There is also a proviso stating that opponents are no longer obligated to point out triggers that you missed even if they are mandatory. They also will not receive a failure-to-maintain-game-state penalty if you realize you forgot your own trigger and call a judge.

Past the Missed Trigger and Optional Ability changes, there are a few more tweaks. Improper Draw at Start of Game has been clarified to determine when the game actually starts. IDSOG now can no longer apply once a legal game action has been taken in the first turn. If you have more than the normal number of cards in your hand past that point, the infraction turns into Drawing Extra Cards, which is a game loss. It now behooves you to call a judge immediately if you have drawn too many cards.
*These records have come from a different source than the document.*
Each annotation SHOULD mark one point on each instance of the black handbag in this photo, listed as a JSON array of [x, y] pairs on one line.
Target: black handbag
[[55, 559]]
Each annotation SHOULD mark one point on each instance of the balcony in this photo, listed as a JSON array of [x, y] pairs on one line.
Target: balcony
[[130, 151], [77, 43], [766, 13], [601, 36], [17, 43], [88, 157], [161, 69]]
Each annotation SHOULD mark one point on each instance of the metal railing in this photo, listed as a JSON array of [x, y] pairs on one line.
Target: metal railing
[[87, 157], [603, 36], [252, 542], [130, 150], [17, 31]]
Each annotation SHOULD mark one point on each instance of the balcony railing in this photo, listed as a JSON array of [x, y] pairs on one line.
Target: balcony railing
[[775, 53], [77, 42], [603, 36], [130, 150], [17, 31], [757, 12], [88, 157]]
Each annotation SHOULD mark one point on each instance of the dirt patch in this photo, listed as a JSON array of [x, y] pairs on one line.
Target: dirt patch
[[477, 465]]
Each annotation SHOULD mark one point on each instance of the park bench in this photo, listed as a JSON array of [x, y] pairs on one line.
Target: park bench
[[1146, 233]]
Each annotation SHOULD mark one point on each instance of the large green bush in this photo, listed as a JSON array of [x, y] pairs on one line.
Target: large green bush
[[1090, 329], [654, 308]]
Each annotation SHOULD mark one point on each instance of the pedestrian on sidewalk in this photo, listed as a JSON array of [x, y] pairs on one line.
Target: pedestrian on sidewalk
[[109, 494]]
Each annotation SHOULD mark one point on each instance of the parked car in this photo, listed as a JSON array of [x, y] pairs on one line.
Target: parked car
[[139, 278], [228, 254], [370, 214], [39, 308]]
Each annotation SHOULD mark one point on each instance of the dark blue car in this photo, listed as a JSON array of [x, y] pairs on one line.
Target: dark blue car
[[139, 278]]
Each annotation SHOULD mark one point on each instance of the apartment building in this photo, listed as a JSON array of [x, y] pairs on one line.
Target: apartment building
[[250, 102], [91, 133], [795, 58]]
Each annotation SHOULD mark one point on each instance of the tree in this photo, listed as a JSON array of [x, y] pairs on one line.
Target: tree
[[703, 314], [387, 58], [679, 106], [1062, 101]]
Slow Play has an added caveat that you can no longer initiate a loop without a definite end. If you are going to initiate a loop, you need to define an end to the loop. If you go into an infinite loop without an end, it is now a Slow Play warning.


So, now you have a grasp on the major changes to Competitive Policy. It seems clear that we are leaning in a direction that prevents your opponents from having to play your game for you. There have been a lot of complaints and backlash about the old way we did things, so we are doing it this way now. The policy is a living, breathing object and will change and gain more finesse as we move through events with these new changes in place. If you have any questions about triggers and want to know if your card is optional now (Transcendence!), please ask in the comments section below!